Parte de nuestro trabajo consiste en conseguir la implicación emocional del usuario (regulada claro) a fin de alcanzar objetivos que, muchas veces en un primer momento, él ve como difíciles o incluso inalcanzables. Utilizar la retroalimentación externa para esa tarea es básico y, desde luego, el paciente siente o percibe cuando realmente ese feedback no es artificial.

 

Que fácil es hablar de no implicarse emocionalmente, cuando te es necesario ponerte en su piel. Cuando llora de emoción, porque después de haber hecho algo toda su vida y pensar que nunca más volvería a hacerlo, lo consigue con tu ayuda. Te mira a los ojos envuelto en un manto de lágrimas y te da las gracias. En ese momento tu cuerpo experimenta el sentimiento de hacer feliz a otra persona, y llena más que una cena con cochinillo, os lo aseguro. Puedes contenerte la lagrimilla, pero es difícil que tus ojos no se conviertan en un espejo de brillos. Se juntan muchas cosas, objetivos logrados, felicidad del paciente y fijación y adherencia reforzada al tratamiento (si he logrado esto, puedo conseguir más).

 

Todo esto también conlleva su cara B, el lado difícil de experimentar la pérdida de quien en cierta medida comparte tu camino profesional, esto es lo más duro.

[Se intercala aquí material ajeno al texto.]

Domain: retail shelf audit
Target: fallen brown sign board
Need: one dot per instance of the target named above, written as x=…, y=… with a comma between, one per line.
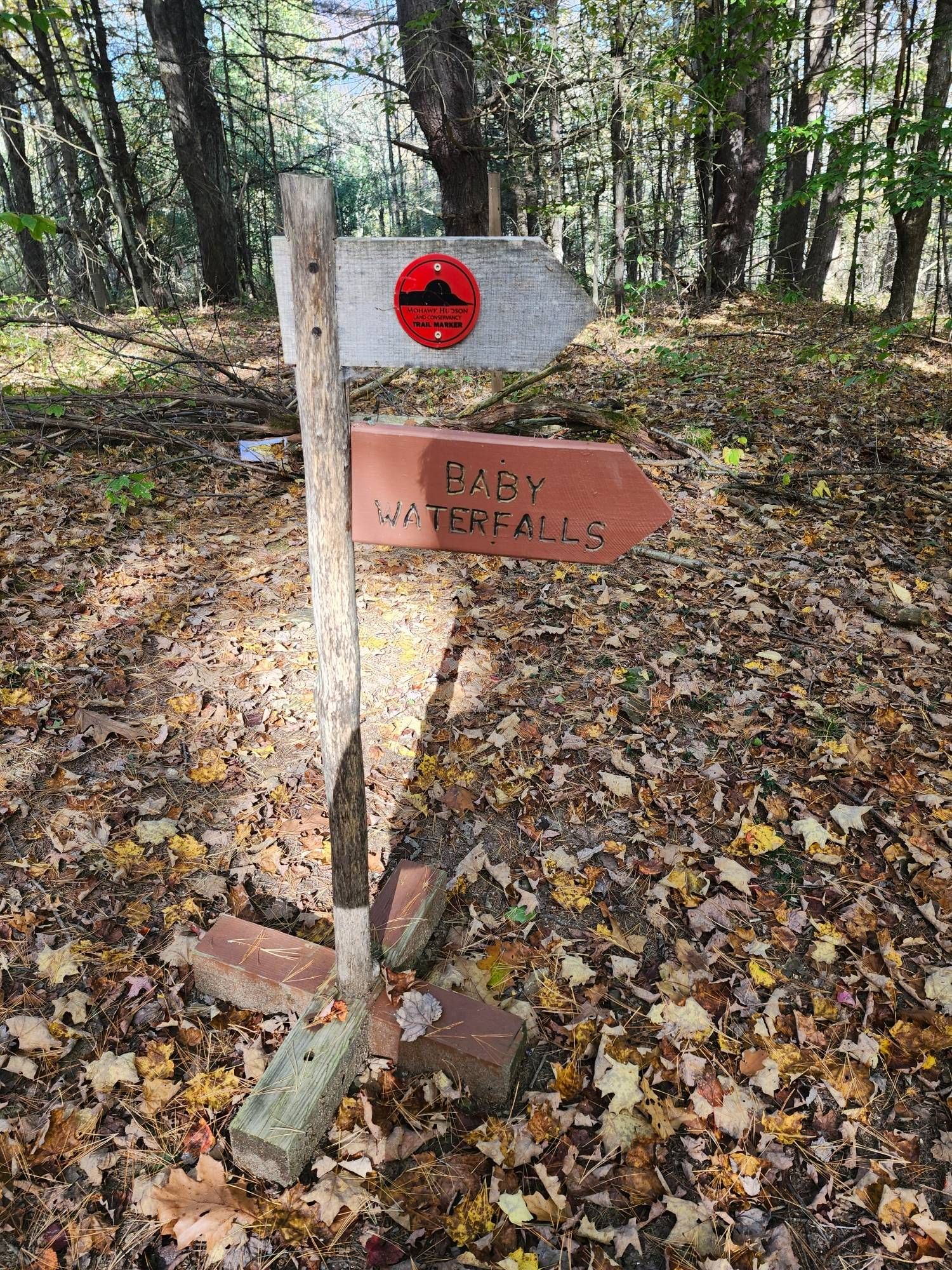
x=450, y=491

De forma invertida al sentimiento de felicidad, se torna en vacío por la perdida, más tarde ese vacío se va llenando de recuerdos, de anécdotas y de momentos vividos y, finalmente, se torna en una pequeña felicidad, felicidad porque compartiste, porque viviste , y tus ojos se convierten en un espejo de brillos...

 

Un buen profesor me mostró una vez que, para enseñar hay que emocionar, que emoción y aprendizaje van de la mano (lo llamó inteligencia emocional), prefiero pensar que para hacer sentir hay que sentir.

 

Ahora mismo, estoy llenando ese vacío que nuestro compañero de batallas “P. El Melenas” nos ha dejado. Luchó hasta el último día y compartió su sonrisa. Después de este último trago de caña, miraré al Sol y ese vacío se llenará y  tornará en felicidad. Otros esperan y necesitaremos nuestras fuerzas.

 

Hasta siempre compañero...

 

Hay que sentir el pensamiento y pensar el sentimiento.